Organoids as Model Systems to Investigate Circadian Clock-Related Diseases and Treatments

Abstract

Circadian rhythms exist in most cell types in mammals regulating temporal organization of numerous cellular and physiological processes ranging from cell cycle to metabolism. The master clock, suprachiasmatic nucleus (SCN) in the hypothalamus, processes light input and coordinates peripheral clocks optimizing organisms’ survival and functions aligning with external conditions. Intriguingly, it was demonstrated that circadian rhythms in the mouse liver can be decoupled from the master clock under time-restricted feeding regimen when food was provided during their inactive phase. Furthermore, mouse liver showed clock-controlled gene expression even in the absence of the master clock demonstrating independent functions of peripheral clocks apart from the SCN. These findings suggest a dynamic relationship between the master and peripheral clocks and highlight potential functions of peripheral clocks independent of the master clock.
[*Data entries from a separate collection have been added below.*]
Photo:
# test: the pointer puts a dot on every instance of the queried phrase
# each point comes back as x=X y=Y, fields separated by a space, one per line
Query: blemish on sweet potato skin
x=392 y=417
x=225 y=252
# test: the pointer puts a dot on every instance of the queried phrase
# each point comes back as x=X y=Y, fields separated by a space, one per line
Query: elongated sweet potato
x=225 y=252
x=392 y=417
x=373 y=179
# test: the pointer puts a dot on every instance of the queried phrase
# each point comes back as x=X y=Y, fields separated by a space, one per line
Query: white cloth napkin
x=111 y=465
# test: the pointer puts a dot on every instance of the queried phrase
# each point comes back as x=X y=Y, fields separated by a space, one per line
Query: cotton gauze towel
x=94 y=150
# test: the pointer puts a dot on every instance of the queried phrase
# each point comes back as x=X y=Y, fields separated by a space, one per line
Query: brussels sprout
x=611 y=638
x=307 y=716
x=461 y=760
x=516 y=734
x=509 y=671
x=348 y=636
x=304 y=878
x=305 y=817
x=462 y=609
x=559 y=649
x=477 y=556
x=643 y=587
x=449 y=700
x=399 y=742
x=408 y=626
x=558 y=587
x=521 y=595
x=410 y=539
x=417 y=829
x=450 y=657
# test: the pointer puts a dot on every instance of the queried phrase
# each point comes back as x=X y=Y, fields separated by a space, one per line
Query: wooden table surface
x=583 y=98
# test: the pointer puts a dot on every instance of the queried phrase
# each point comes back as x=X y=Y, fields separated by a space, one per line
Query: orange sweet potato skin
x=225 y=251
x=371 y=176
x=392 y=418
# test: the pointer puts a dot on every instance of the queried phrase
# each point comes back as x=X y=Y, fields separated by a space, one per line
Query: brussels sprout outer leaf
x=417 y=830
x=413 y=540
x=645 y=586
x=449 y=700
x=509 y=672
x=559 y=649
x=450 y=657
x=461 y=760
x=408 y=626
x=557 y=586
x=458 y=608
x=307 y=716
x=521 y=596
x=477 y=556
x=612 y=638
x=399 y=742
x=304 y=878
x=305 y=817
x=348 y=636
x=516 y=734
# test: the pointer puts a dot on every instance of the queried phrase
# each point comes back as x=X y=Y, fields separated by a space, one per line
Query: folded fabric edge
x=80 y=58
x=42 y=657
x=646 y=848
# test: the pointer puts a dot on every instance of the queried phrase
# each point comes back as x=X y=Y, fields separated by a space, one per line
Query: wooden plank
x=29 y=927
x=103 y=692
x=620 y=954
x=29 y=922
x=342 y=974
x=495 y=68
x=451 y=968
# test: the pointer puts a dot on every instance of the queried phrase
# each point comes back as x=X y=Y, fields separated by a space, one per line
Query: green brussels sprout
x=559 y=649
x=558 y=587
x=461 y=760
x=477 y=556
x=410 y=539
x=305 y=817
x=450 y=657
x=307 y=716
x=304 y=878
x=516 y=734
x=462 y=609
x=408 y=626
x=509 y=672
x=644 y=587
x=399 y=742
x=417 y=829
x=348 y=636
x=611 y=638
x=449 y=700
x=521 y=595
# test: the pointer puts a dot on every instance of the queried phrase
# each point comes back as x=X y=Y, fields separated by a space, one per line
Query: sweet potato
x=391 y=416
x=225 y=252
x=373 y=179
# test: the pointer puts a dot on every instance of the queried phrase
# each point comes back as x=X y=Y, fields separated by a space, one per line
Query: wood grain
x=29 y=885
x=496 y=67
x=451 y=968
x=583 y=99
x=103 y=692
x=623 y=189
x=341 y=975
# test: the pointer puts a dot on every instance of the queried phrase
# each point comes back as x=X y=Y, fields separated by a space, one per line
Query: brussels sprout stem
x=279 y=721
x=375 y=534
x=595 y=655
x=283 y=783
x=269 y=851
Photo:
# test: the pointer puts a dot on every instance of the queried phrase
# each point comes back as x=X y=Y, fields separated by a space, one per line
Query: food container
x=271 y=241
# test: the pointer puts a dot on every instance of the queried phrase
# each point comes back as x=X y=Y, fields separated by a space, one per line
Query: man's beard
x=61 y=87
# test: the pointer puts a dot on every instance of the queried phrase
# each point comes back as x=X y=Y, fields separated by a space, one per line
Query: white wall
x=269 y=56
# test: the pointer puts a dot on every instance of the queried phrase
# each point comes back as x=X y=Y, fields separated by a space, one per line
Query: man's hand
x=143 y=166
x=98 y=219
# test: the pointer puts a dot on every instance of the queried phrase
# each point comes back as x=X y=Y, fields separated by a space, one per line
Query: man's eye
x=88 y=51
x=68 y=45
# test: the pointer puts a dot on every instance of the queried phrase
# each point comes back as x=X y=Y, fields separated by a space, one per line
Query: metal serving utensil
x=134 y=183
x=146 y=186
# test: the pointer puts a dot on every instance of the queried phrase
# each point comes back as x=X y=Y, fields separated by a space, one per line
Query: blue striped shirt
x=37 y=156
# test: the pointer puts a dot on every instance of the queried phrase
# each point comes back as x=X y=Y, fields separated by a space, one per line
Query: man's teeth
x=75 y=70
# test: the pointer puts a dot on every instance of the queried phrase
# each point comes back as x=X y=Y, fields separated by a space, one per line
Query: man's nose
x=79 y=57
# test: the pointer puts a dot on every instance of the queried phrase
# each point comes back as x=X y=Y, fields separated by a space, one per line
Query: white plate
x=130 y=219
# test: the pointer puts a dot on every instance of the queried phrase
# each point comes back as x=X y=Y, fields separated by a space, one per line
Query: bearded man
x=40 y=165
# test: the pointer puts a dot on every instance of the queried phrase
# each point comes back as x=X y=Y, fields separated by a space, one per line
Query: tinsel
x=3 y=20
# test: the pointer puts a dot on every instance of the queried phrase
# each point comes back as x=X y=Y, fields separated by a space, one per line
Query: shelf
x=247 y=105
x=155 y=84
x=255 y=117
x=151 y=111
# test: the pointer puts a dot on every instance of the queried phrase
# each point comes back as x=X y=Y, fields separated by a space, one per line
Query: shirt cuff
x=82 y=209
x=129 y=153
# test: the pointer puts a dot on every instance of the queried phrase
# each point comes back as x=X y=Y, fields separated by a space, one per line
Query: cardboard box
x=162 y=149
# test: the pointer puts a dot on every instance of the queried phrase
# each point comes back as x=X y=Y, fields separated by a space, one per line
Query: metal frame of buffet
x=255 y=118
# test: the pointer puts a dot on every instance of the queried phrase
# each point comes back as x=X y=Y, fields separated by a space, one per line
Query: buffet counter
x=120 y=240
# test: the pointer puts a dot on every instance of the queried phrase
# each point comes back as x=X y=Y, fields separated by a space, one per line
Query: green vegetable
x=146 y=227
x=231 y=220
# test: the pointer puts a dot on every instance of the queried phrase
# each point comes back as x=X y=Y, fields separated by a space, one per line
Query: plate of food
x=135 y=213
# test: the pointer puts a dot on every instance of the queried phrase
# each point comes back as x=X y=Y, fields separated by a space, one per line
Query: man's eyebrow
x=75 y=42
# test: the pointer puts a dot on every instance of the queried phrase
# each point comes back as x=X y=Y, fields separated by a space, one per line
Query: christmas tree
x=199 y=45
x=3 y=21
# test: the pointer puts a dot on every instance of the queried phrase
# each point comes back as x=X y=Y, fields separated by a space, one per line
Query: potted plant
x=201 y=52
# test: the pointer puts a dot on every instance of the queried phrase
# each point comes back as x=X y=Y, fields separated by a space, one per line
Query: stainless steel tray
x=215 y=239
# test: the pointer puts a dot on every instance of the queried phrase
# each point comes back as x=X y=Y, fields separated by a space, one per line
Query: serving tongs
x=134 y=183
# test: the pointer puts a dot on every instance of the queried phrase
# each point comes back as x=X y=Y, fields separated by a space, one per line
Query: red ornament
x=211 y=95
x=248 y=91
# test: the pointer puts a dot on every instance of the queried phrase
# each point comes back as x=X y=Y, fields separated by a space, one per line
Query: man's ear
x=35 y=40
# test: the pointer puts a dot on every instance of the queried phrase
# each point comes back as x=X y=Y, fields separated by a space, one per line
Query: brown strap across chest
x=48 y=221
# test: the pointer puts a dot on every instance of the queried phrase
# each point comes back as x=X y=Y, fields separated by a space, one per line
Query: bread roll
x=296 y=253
Importantly, disruption of circadian rhythms correlates with numerous human ailments including cancer and metabolic diseases, suggesting that diseases may be exacerbated by disruption of circadian rhythms in the SCN and/or peripheral clocks. However, molecular mechanisms providing causative links between circadian rhythms and human diseases remain largely unknown. Recent technical advances highlighted PCS- and tissue-derived 3-dimensional organoids as in vitro organs that possess numerous applications ranging from disease modeling to drug screening. In this mini-review, we highlight recent findings on the importance and contributions of peripheral clocks and potential uses of 3D organoids investigating complex circadian clock-related diseases.